Kiger and others believe that Rozen is deploying a similar strategy in his work for DuPont. Rozen kicked off the monitoring program with two town hall meetings at 8 a.m. and 1 p.m. on a Friday, when many people in this blue-collar community were working. Residents also say that enrollment packets are unnecessarily complicated, and that people who do manage to enroll are sometimes billed for testing that DuPont is supposed to cover. So far, few people have taken part. As of January 2015, DuPont had paid Feinberg Rozen about $9 million to administer the program, but only $50,000 had been spent on medical claims.
Brooks believes DuPont wants the program to fail. “They poisoned the world,” he says. “A successful medical monitoring program would give us much better data on the links between this chemical and various diseases, and DuPont would have so much liability that it couldn’t possibly compensate everyone.”

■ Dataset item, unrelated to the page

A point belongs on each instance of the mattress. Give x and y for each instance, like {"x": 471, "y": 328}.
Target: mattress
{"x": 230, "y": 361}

Rozen bristles at these allegations, and says that he has done his best to encourage participation. He also stresses that some of the plaintiffs have died or moved away in the decade since the settlement was reached. “The benefit that is being provided to the class is exactly what was prescribed and then some, by the parties themselves in their negotiated settlement,” he told me.
Meanwhile, this past July, DuPont spun off its specialty chemicals division into a separate company called Chemours. The new enterprise will assume the liability for DuPont’s most polluted sites, including Washington Works—but it will only have one-quarter of DuPont’s revenue. Many people with cases pending against DuPont worry that it will use this arrangement to avoid paying damages or, at the very least, stall any resulting payouts. “I’m sure part of their theory is the longer they delay, the more people will die,” said Deitzler, the Parkersburg-based lawyer. “It’s already worked. Before we could even file cases, many of the people who’ve been affected passed on.”
And DuPont is basically going to get away with it. Parkersburg is still a toxic mess. And the people whose lives were ruined will almost certainly never see justice.